Susan Albert, the fabulous mystery writer, who is just finishing her last volume in her successful nine volume series "The Cottage Tales of Beatrix Potter" has become a good friend and colleague. She is a wonderful researcher and it has been fun to collaborate on some of the factual details of Potter's life and to see how she mixes them into her fictional stories. Be sure to check them out. My website: www.bpotter.net is getting an upgrade, and more photos of Potter's world will be posted soon.

Perhaps the most fun of writing Potter's life was having BBC Radio4 select excerpts to read on the radio over Christmas week in 2007. BBC Radio 4 often rebroadcasts that program and it is a joy to hear because the British actress who does the reading makes sound so very authentic.

I have traveled extensively in Great Britain to appreciate and describe the places that influenced Beatrix Potter and I too, have fallen in love with the English Lake District that she worked so hard to preserve.

In 2008 "The Linda Lear Center for Special Collections and Archives" was dedicated in Shain Library. Two new reading rooms and state-of-the art book conservation facilities, new shelving, and all new exhibit space will allow greater access to the college's excellent manuscript and rare book collections.
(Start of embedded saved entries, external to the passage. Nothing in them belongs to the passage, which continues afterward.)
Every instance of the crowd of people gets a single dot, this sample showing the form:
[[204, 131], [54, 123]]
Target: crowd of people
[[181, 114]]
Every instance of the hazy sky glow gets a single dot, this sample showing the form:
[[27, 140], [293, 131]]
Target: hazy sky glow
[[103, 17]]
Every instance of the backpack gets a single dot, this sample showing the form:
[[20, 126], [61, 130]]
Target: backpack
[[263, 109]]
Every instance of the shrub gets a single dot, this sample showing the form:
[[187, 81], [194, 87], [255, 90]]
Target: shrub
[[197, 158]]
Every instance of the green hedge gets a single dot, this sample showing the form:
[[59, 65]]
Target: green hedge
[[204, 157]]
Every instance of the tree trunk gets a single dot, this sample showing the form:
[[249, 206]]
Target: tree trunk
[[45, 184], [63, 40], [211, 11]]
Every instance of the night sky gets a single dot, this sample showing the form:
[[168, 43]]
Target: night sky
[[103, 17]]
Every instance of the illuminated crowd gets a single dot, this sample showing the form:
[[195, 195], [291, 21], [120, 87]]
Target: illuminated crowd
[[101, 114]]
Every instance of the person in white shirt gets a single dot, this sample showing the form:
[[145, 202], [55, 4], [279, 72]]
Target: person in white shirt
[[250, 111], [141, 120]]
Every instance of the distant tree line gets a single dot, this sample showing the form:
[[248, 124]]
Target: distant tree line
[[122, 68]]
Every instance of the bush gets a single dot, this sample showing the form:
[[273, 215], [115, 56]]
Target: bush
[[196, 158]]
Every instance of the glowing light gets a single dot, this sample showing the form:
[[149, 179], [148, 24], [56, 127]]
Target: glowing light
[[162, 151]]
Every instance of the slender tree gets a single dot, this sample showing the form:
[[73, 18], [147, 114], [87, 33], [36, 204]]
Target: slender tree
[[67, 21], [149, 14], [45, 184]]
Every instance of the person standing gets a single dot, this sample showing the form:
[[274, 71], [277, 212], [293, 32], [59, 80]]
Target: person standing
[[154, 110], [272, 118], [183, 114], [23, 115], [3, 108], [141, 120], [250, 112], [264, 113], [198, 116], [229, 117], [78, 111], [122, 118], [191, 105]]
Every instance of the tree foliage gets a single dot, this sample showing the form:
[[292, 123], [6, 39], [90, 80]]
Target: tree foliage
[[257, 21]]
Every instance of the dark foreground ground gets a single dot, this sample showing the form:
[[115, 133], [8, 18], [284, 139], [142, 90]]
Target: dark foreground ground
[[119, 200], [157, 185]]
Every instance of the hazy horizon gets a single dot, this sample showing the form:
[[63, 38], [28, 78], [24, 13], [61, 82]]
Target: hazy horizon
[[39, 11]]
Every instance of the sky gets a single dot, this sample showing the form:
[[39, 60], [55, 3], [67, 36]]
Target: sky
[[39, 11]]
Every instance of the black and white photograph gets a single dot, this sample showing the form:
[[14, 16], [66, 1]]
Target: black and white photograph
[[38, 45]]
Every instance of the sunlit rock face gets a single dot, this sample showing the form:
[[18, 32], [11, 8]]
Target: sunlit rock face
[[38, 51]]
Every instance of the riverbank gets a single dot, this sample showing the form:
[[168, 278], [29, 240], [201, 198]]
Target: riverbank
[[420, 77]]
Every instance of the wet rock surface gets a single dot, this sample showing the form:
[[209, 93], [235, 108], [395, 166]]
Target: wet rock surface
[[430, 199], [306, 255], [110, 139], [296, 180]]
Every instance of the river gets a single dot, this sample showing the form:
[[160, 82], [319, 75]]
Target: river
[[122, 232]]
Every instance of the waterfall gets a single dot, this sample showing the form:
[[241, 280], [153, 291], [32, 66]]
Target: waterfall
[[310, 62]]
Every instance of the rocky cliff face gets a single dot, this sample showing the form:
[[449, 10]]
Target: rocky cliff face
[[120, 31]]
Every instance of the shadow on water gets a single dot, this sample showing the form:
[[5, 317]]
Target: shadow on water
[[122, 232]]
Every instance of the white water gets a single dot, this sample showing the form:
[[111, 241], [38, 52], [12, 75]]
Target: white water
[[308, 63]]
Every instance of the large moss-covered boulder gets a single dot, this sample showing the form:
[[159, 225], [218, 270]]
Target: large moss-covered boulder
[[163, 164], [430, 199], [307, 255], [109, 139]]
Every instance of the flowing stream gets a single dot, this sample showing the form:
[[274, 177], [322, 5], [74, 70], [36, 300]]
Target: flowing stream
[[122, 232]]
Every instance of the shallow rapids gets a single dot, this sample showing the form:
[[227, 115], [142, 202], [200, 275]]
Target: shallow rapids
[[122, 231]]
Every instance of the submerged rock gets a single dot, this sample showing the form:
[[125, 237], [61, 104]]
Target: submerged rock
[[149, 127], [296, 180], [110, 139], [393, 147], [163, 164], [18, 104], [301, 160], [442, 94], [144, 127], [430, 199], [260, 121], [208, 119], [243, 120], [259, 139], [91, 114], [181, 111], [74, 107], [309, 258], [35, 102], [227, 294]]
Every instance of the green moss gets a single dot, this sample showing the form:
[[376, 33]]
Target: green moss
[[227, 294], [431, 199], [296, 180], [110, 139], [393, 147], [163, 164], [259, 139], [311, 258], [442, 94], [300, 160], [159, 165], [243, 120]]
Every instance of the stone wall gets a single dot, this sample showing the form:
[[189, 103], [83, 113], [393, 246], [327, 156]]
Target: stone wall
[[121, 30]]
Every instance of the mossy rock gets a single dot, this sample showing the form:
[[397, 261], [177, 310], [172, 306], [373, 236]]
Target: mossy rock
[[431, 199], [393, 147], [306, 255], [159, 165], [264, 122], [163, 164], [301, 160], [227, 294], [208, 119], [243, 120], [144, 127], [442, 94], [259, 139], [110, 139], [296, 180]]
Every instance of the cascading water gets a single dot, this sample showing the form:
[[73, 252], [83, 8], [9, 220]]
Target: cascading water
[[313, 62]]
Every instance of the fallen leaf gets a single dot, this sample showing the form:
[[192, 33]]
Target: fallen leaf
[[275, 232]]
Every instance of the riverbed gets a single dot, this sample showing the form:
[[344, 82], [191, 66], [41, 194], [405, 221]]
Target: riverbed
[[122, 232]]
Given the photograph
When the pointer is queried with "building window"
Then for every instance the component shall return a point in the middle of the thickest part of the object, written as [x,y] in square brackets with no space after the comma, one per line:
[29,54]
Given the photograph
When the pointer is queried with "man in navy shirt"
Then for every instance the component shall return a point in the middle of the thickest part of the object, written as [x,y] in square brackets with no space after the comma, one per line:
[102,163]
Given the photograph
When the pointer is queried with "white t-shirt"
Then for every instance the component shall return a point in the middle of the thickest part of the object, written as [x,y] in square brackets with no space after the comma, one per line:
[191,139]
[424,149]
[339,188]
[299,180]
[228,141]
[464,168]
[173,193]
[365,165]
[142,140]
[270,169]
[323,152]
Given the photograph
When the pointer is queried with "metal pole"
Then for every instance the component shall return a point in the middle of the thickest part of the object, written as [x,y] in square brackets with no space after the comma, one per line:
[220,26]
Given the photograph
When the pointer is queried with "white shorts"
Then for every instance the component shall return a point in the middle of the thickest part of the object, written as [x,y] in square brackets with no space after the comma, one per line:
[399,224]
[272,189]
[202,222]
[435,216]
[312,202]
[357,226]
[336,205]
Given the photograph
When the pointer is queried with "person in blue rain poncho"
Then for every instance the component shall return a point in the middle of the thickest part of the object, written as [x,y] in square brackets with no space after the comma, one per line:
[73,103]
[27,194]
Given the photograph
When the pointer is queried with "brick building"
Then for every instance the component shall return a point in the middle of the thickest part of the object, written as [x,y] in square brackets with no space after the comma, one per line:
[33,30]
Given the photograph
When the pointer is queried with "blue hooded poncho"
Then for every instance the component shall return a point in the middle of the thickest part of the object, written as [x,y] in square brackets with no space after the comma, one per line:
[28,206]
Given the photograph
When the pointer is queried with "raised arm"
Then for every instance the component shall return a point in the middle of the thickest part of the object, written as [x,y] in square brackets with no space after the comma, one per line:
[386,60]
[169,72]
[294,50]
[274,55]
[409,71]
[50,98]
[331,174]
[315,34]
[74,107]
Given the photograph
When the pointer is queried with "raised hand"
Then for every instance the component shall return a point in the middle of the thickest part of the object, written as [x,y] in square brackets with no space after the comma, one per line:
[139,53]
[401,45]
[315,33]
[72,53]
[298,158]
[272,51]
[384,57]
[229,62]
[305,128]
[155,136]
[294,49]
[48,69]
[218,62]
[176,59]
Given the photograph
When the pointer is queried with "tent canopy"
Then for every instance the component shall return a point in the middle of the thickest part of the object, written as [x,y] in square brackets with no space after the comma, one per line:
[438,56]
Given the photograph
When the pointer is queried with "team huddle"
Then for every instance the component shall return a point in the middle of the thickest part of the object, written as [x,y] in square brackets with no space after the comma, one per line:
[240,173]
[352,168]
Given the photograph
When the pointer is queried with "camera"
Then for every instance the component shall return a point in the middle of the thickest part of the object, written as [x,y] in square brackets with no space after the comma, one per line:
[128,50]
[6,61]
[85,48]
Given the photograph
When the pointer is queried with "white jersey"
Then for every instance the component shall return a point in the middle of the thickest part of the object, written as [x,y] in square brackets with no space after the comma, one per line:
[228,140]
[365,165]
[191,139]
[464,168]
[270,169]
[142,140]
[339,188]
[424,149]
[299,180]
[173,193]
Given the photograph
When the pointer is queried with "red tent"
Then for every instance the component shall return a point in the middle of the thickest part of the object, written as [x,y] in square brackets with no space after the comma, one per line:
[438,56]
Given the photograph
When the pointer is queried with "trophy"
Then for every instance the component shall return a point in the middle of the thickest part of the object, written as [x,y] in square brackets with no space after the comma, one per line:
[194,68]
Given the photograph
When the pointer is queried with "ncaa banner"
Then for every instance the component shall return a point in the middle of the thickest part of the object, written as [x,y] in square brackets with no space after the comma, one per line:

The collections are open to under-graduate as well as graduate and scholarly research. The Director is Benjamin Panciera.

In 2007, Chatham College (now Chatham University) awarded me an Honorary Doctorate of Humane Letters. Carson graduated from Chatham or as it was then known, Pennsylvania College for Women,in 1929. The university has done a great deal to raise the awareness of Carson's life and work. Its current president, Dr. Esther Barazzone was instrumental in getting the 9th Street Bridge in Pittsburgh renamed for Rachel Carson, who along with baseball great Roberto Clemente, and the artist Andy Warhol, are the namesakes of the extraordinary Three Sisters Bridges. I was honored to be part of the dedication. And similarly honored to give the first Dorothy Pontius Distintinguished Lecture at Chatham in 2009.

In June 2013, I was further honored by Connecticut College with the College Medal, the highest honor given by the College.